When this happens, you need to call org.bluez.MediaTransport.Acquire. Bluez will give you a file descriptor that you can read from, as well as its read MTU (maximum transfer unit) - which is how big each packet would be. From here onwards, you can read this descriptor to obtain the A2DP packet, decode it, and output it. The Read MTU helps to determine how big a buffer you need to allocate. Note that the read isn't always successful, you must allow for error conditions such as EAGAIN because your CPU will be much faster at reading than what bluetooth (and the remote device) can send.
C2. Stop streaming event. Like "start streaming event", you can't decide this from org.bluez.AudioSource.PropertyChanged signal alone. You need to detect the transition, which is "playing" to "connected". When this happens, you need to call org.bluez.MediaTransport.Release to release the transport back to bluez. In my tests, this is not strictly necessary but it is polite to do so. It is also good for you to detect this event so that you can can tell our "streaming" function to stop its work and rest for a while.
That's it! Easy peasy eh?
How about A2DP Source?
The explanation above describes the sequence of events and methods to call when the computer is acting as A2DP sink (or "Source", in bluez' parlance).
What about A2DP Source (the computer to send audio data to bluetooth speakers)? As it turns out, the sequence of events (and methods to call) is exactly the same with very minor change:
- Instead of AudioSource.PropertyChange, you need to listen to AudioSink.PropertyChange.
- The transition you need to detect is a bit different - instead of "connected" -> "playing"(and vice versa), you listen to "disconnected" -> "connected" (and vice versa).
- You write to the descriptor with encoded data instead of reading from it.
The example code
I've created a working example that implements all of the above. I use a thread for doing the actual streaming (reading/writing to the file descriptors).
- I create the thread when I received B1 event (SetConfiguration) but it is suspended until I receive C1 event.
- When I receive C1 event, I call MediaTransportto get thedescriptor, assign it to the thread, and then set the thread loose.
- When I receive C1 event, I suspend the thread again.
- When I reiceve B2 event, I terminate the thread and clean up its resources.
The code implements both Sink and Source. As you can see, the difference in handling is minimal.
Note: The code is only an example. A lot of the error handling have been left out on purpose: it focuses neither on performance nor robustness, but more on the working (and hopefully correct) way of handling A2DP under bluez. That being said, I find that the Sink is good enough, while the Source is a bit unsatisfactory. There is a README inside the tarball that shows how you can setup ALSA asoundrc for use with the A2DP Source so that it can act as a poor man's ALSA PCM plugin.

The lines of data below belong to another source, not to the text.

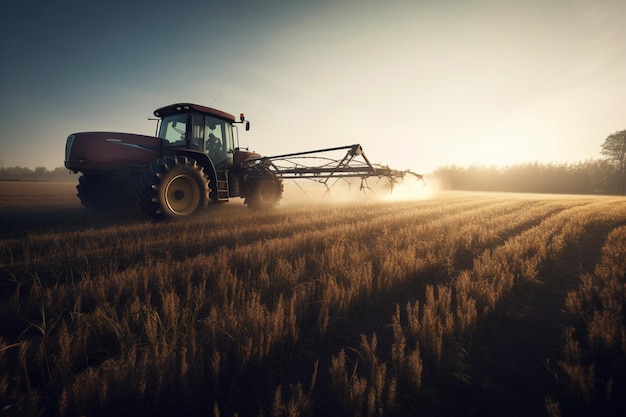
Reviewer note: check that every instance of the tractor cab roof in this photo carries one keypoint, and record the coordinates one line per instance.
(185, 107)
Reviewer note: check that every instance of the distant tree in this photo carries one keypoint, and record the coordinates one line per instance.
(614, 150)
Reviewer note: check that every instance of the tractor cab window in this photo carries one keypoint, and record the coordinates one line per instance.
(218, 138)
(173, 130)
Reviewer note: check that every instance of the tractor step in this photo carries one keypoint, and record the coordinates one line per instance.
(222, 186)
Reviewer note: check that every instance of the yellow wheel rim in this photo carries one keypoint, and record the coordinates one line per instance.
(182, 195)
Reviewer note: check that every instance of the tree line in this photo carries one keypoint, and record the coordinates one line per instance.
(588, 177)
(606, 176)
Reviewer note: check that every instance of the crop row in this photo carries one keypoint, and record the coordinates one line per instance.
(356, 310)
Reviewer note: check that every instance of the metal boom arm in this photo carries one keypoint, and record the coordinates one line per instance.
(318, 165)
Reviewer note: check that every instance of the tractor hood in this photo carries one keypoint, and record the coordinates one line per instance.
(110, 151)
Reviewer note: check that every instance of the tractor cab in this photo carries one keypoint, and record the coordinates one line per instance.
(198, 128)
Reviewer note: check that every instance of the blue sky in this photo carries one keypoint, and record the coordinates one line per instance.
(420, 84)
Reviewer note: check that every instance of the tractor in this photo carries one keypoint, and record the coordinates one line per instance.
(192, 161)
(195, 159)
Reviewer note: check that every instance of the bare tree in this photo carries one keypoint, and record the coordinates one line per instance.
(614, 149)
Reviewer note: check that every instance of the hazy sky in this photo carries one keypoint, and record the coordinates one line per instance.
(419, 84)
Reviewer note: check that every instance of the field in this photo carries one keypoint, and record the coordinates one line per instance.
(456, 304)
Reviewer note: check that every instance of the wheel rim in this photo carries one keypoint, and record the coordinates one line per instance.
(267, 191)
(182, 195)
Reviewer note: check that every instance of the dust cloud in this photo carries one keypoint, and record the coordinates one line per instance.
(354, 190)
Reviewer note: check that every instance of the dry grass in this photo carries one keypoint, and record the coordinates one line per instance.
(353, 309)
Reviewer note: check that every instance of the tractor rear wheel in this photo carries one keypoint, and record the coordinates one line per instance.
(263, 189)
(175, 186)
(105, 191)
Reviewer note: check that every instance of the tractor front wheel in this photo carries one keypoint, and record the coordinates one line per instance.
(175, 186)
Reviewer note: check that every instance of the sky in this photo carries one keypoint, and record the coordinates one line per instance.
(419, 84)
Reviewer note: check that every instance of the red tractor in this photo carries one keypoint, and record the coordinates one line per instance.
(192, 161)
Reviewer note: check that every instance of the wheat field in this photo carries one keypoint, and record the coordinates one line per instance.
(455, 304)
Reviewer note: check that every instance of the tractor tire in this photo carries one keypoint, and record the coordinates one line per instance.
(262, 189)
(111, 191)
(175, 186)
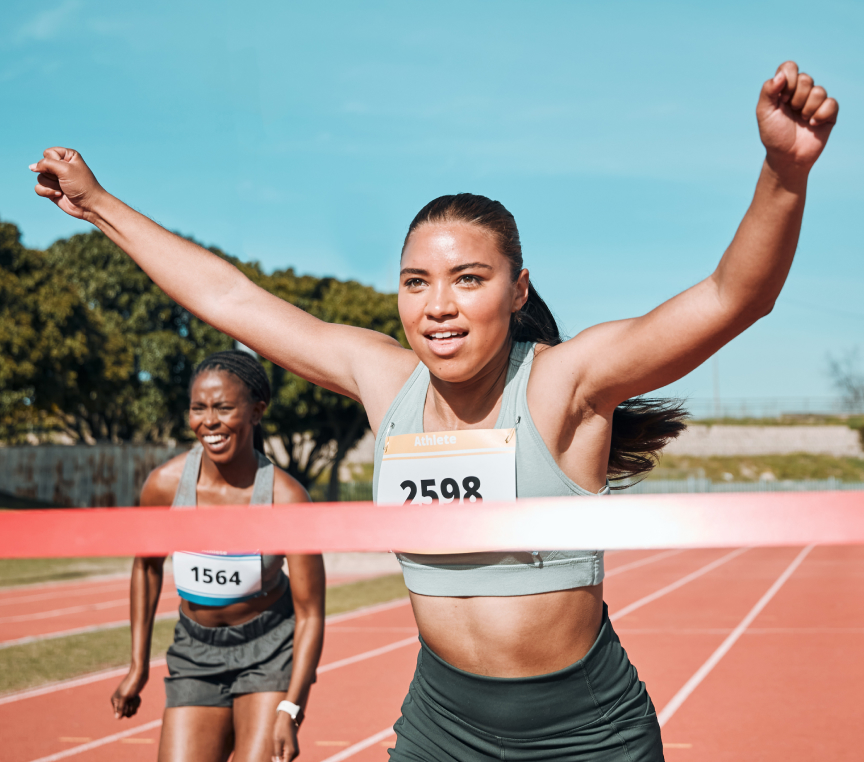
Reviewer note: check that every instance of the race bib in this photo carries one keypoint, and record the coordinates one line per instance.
(213, 579)
(465, 467)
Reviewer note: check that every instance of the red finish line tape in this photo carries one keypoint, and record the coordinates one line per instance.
(627, 521)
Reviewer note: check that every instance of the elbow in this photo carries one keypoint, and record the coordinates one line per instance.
(755, 311)
(764, 309)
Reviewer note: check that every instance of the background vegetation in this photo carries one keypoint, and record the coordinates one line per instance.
(94, 352)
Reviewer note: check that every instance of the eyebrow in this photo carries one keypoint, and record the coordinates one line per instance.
(456, 269)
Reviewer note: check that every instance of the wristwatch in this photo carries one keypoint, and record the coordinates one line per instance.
(294, 711)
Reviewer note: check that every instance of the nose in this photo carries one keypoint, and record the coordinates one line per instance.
(440, 304)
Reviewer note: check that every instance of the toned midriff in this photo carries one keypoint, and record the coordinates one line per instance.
(517, 636)
(234, 613)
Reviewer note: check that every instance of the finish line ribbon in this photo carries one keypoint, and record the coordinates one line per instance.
(627, 521)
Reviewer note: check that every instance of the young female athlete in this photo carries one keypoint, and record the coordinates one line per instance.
(518, 657)
(248, 639)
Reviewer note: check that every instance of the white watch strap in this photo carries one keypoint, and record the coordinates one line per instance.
(290, 709)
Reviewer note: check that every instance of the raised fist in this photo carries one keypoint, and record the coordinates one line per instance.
(66, 180)
(795, 117)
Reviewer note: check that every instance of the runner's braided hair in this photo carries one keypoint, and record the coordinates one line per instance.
(249, 371)
(641, 427)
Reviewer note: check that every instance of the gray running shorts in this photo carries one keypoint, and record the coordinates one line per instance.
(209, 666)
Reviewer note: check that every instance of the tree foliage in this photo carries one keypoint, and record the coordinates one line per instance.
(92, 349)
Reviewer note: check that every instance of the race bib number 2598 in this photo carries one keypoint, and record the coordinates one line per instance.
(462, 467)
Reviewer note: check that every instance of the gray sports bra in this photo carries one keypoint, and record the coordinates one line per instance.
(537, 475)
(262, 494)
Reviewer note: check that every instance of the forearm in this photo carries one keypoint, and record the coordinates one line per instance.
(189, 274)
(308, 642)
(755, 266)
(146, 588)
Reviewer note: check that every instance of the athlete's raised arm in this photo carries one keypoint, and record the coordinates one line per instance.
(345, 359)
(626, 358)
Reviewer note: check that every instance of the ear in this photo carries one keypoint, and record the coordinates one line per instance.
(258, 412)
(520, 291)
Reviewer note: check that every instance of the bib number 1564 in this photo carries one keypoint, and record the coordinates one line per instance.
(449, 489)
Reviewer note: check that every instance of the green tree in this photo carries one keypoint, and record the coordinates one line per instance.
(97, 350)
(93, 349)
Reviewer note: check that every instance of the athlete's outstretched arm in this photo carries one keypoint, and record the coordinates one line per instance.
(619, 360)
(342, 358)
(144, 591)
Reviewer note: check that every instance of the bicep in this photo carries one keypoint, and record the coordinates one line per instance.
(306, 573)
(626, 358)
(330, 355)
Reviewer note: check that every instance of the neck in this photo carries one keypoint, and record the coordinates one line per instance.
(469, 403)
(238, 472)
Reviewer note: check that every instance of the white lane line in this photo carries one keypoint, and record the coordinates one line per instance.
(367, 654)
(374, 609)
(679, 698)
(100, 742)
(643, 562)
(675, 585)
(60, 612)
(92, 590)
(120, 671)
(351, 750)
(78, 631)
(84, 580)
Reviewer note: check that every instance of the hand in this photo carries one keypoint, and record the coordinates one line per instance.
(126, 698)
(66, 180)
(795, 118)
(285, 746)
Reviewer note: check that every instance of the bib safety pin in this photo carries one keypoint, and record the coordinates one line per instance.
(513, 430)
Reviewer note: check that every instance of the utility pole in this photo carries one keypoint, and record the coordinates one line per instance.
(716, 366)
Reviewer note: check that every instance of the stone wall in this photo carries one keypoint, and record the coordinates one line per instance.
(703, 441)
(79, 475)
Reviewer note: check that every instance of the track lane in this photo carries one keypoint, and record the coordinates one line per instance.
(790, 689)
(685, 626)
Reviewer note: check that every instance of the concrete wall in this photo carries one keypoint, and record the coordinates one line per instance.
(80, 476)
(703, 441)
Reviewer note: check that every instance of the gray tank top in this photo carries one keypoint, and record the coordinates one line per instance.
(537, 475)
(262, 494)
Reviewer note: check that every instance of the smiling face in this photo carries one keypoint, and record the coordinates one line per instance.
(223, 415)
(456, 295)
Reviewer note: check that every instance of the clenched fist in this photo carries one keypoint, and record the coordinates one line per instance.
(66, 180)
(795, 118)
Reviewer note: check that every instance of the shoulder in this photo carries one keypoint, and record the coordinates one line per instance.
(286, 489)
(381, 381)
(162, 482)
(562, 375)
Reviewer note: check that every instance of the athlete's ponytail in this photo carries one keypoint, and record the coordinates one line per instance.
(250, 372)
(641, 427)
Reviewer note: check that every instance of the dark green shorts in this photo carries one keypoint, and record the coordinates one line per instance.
(595, 710)
(209, 666)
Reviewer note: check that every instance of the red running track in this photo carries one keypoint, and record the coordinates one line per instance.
(760, 652)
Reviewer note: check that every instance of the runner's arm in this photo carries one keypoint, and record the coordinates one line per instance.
(306, 574)
(145, 589)
(626, 358)
(216, 291)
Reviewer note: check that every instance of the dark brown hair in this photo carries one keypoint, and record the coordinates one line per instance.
(245, 367)
(641, 427)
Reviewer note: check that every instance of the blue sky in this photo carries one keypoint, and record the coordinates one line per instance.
(621, 135)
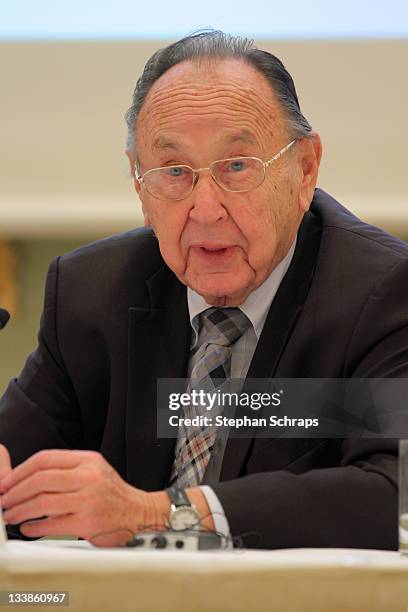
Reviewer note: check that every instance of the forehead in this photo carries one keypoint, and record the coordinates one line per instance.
(228, 100)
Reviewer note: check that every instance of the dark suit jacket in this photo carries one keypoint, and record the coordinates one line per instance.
(115, 319)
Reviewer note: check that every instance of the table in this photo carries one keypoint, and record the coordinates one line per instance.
(295, 580)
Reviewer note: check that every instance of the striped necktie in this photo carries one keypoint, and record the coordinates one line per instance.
(222, 328)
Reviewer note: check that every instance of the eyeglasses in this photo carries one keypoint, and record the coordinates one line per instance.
(236, 174)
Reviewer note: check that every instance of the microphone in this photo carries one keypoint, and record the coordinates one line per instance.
(4, 317)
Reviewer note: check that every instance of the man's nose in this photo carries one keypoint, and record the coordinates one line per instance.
(207, 200)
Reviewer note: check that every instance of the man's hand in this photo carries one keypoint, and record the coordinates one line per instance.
(77, 493)
(62, 492)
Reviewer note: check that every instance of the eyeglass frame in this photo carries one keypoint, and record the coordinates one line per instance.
(196, 171)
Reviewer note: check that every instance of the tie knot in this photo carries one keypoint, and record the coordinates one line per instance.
(224, 326)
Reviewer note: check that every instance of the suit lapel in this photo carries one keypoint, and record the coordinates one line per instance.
(283, 315)
(159, 339)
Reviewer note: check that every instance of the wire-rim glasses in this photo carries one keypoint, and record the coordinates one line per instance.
(235, 174)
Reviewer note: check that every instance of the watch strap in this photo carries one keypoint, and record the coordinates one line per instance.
(178, 496)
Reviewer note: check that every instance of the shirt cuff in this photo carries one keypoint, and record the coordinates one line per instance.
(218, 515)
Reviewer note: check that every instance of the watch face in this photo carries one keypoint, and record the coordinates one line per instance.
(184, 517)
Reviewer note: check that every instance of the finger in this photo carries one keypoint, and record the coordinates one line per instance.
(5, 462)
(45, 481)
(64, 525)
(46, 504)
(43, 460)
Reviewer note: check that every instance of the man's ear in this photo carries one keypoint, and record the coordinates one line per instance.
(310, 156)
(137, 186)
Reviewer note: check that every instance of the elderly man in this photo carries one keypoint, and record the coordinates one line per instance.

As usual, the code is released under GNU GPL Version 3 or later unless the bits that I took from PulseAudion and bluez itself (SBC stuff, SBC setup stuff, and actual A2DP packet encoding/decoding) - they are licensed as per their original licenses.
You can get the code from here.
Bluez 5 and beyond
Question: Bluez 4.x is already obsolete by now. What do I have to do to get this example to work with bluez 5?
Answer: A lot of work. I have not investigated bluez 5 version of this fully as I'm quite satisfied with bluez 4 for now. But from what I have gathered, the sequence of events is identical. Sure the DBus interfaces change their names (bluez 5 add "1" to the interface names, e.g. "org.bluez.MediaEndpoint" becomes "org.bluez.MediaEndpoint1"); and the signals change their skins too (AudioSource/AudioSink are gone, replaced by generic org.freedesktop.Properties.PropertyChanged, and you can probably decide whether to start/stop streaming directly from the state instead of having to watch the transitions), but the underlying events are still the same.